Unlike most forecasters, Caouette shares his predictions on 14 "Jean's Out of the Atmosphere" dry erase boards set up around Oak Creek and by calling people or answering phone calls from those looking for a forecast. It's what Caouette calls "weather with a personal touch," and it's not something anyone can do, he said.
"I'm the only weather person in the world you can call anytime who will give you a personal forecast for where you are. If you're stuck somewhere, you can call me and I'll see you through," he said.
It's that personal touch that has landed Caouette a role in an upcoming series on The Weather Channel and possibly a weather spot on Steamboat Springs Channel 17. Caouette also is in the process of writing "Silent Whispers: Voices out of the Atmosphere," a book describing his unique techniques of predicting weather.
Caouette, who has been perfecting his organic techniques since he was a young boy, said he was shocked to hear from a TV producer who wanted to share his story.
An Iroquois Mohawk Native American, Caouette said his fascination with weather began as a child when he would try to figure out what different colored sunrises meant.
"When I was a kid, my parents would get pretty perturbed with me because I'd wake them up at 4:30 a.m. and say, 'You got to see this. The sunrise is so red,'" he said.
Caouette used to get in trouble in school because he would tell his fellow classmates they wouldn't have to come to school on certain days because he knew there was going to be a snowstorm.
His training came from his grandfather, who taught him to read signs in nature and to follow his natural premonitions about the weather. Caouette's time in the U.S. Navy also provided opportunities to learn more about weather, although he still relies mostly on ocean currents, volcanic activity, comets and earthquakes for his forecasts.
When TV producers called him last year to share his knowledge and processes, Caouette said he "couldn't give away all of his secrets, but that he'd tell a little."
"They wanted to talk about champagne powder, so they did a lot of filming in Steamboat Springs, but also a lot in Oak Creek, because this is my base," he said. "They did some filming of me in nature talking to my birds : you couldn't have scripted it any better. The birds were singing, the sun was shining. It was perfect."
The segment will be used in a new The Weather Channel series called "Epic Conditions." The series is produced by Warren Miller Films.
Olivia Ahnemann, a freelance producer with Warren Miller Films, called Caouette "a fascinating character," adding that she is sure he will provide a dose of local flavor to the segment.
"We were looking at different areas of the world that are premiere recreational spots based on weather, climate and geography, so naturally we were looking at how and why Steamboat has become a world-class destination place because of its champagne powder," she said.
Ahnemann learned about Caouette through a mutual friend.
"It was wonderful working with Jean," she said. "What Jean brought to our program was a different look at the weather.
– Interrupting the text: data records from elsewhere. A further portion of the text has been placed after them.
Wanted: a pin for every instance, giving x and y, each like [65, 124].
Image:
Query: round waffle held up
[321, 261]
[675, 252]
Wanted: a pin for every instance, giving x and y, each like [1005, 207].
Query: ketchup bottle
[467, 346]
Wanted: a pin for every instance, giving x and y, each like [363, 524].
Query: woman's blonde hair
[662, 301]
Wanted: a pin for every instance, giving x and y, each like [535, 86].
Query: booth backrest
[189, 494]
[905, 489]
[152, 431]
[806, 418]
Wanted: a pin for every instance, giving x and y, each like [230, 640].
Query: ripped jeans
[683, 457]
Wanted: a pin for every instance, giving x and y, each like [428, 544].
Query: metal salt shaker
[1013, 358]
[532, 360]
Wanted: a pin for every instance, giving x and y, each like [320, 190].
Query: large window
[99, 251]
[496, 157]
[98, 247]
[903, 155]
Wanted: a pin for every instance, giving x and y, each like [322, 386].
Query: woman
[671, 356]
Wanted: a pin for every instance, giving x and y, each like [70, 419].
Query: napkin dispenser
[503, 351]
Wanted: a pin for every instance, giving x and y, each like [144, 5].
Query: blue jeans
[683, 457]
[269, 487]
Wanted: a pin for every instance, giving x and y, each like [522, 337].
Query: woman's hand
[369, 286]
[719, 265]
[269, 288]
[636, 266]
Jean has a very organic relationship with the weather in the sense that he lives it and has experienced it through his life. He has learned what different smells mean and what different-looking clouds can mean to predict the weather."
Although Caouette is a not a meteorologist and has never had any formal weather training, Ahnemann said she considers him an expert.
"Jean really does know the local weather. His passion for the weather is fairly remarkable," she said.
Caouette also is talking with Steamboat Springs Channel 17 owner Matt Windt.
"Chances are we'll use him," Windt said. "If we did, he'd be our source of local weather, which is hard to get because Steamboat weather sources and The Weather Channel are always wrong. Weather is the only business where you can be 80 percent wrong and still keep your job."
Caouette said he would welcome the opportunity to expand the number of people he could predict the weather for.
"No matter how gifted you are or how much technology you use, you can never be 100 percent right, but it never hurts to try," he said.
"Epic Conditions," a five-part, 30-minute series, is scheduled to air on The Weather Channel in February 2007. Caouette's segment should be the first episode to air, Ahnemann said.